We were flung across the room. Lights went out and alarms sounded. I realised it was an earthquake almost immediately (we'd seen the effects of the September event the previous day), and made for the exit; but the tremors made it difficult to keep our feet and run in a straight line. Tables, glass and crockery crashed to the ground in the restaurant, as people headed for the stairs and emergency exit.

Once outside we moved away from the building. Fortunately the museum backs onto the open space of Christchurch Botanic Gardens, although even here it was not entirely safe as branches fell from trees; in other parts of the gardens whole trees were uprooted.

By this time we were joined by a flood of people from Christchurch central business district (about a quarter of a mile away). Aftershocks came and went every ten minutes or so, some almost as strong as the original. Files of schoolchildren arrived (they all get earthquake drill at school) and walking wounded, many visibly shocked, on their way to the hospital. Eventually about 1500 people gathered, telling how shops, offices and the Cathedral had collapsed, and how people had been trapped.

Rifts across tarmac paths and roads. Photo: D Wilson


The shaking had induced liquefaction of the ground. Small mud 'volcanoes' had developed along fissures; parts of the playing fields had flooded and, interestingly, the River Avon (actually a large stream) had risen by about half a metre and was turbid with mud.

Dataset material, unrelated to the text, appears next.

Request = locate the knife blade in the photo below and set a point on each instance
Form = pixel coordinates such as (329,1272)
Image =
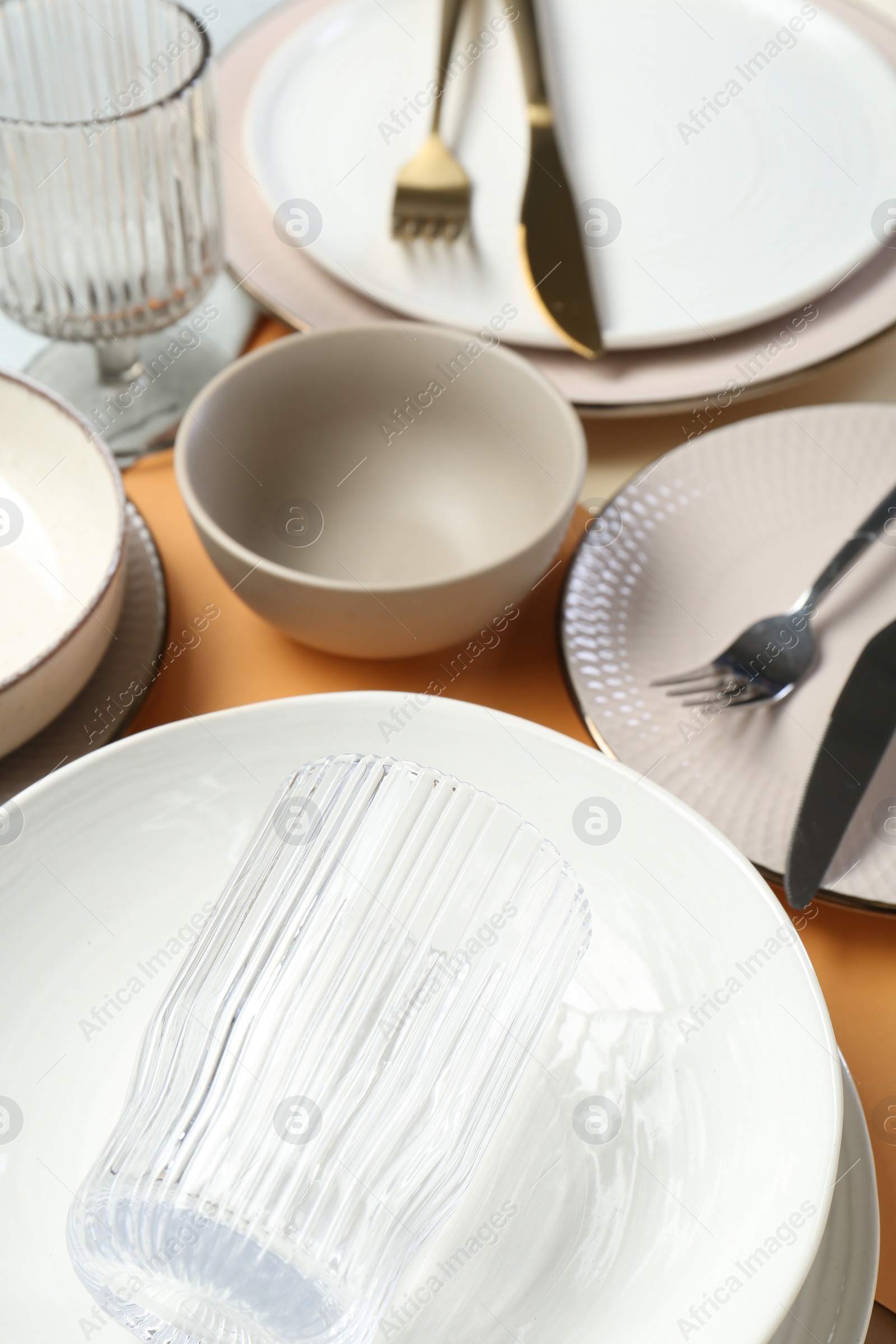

Water mains had cracked and there were rifts across tarmac paths and roads.

We assembled at a Red Cross centre, converted from a marquee due to be used for a forthcoming flower show. However, liquefaction turned its floor into a sea of mud and we had to wait several hours while it was cleaned, boarded and covered to allow people to sit down.

To be processed as a refugee by the Red Cross is an interesting experience, but I now understand why it is necessary. Once completed, the Red Cross are able to inform next-of-kin, arrange accommodation and flights out; they also arrange food and medicine. The consulates are involved also for those who have lost passports and belongings, and who need repatriation.

I will not forget the help given by ordinary New Zealanders, who offered us food, accommodation, transport and sympathy even though they were equally shaken. We flew out, two days late, via Los Angeles; our luggage is still in our hotel. We may get it back when the building is safe to enter.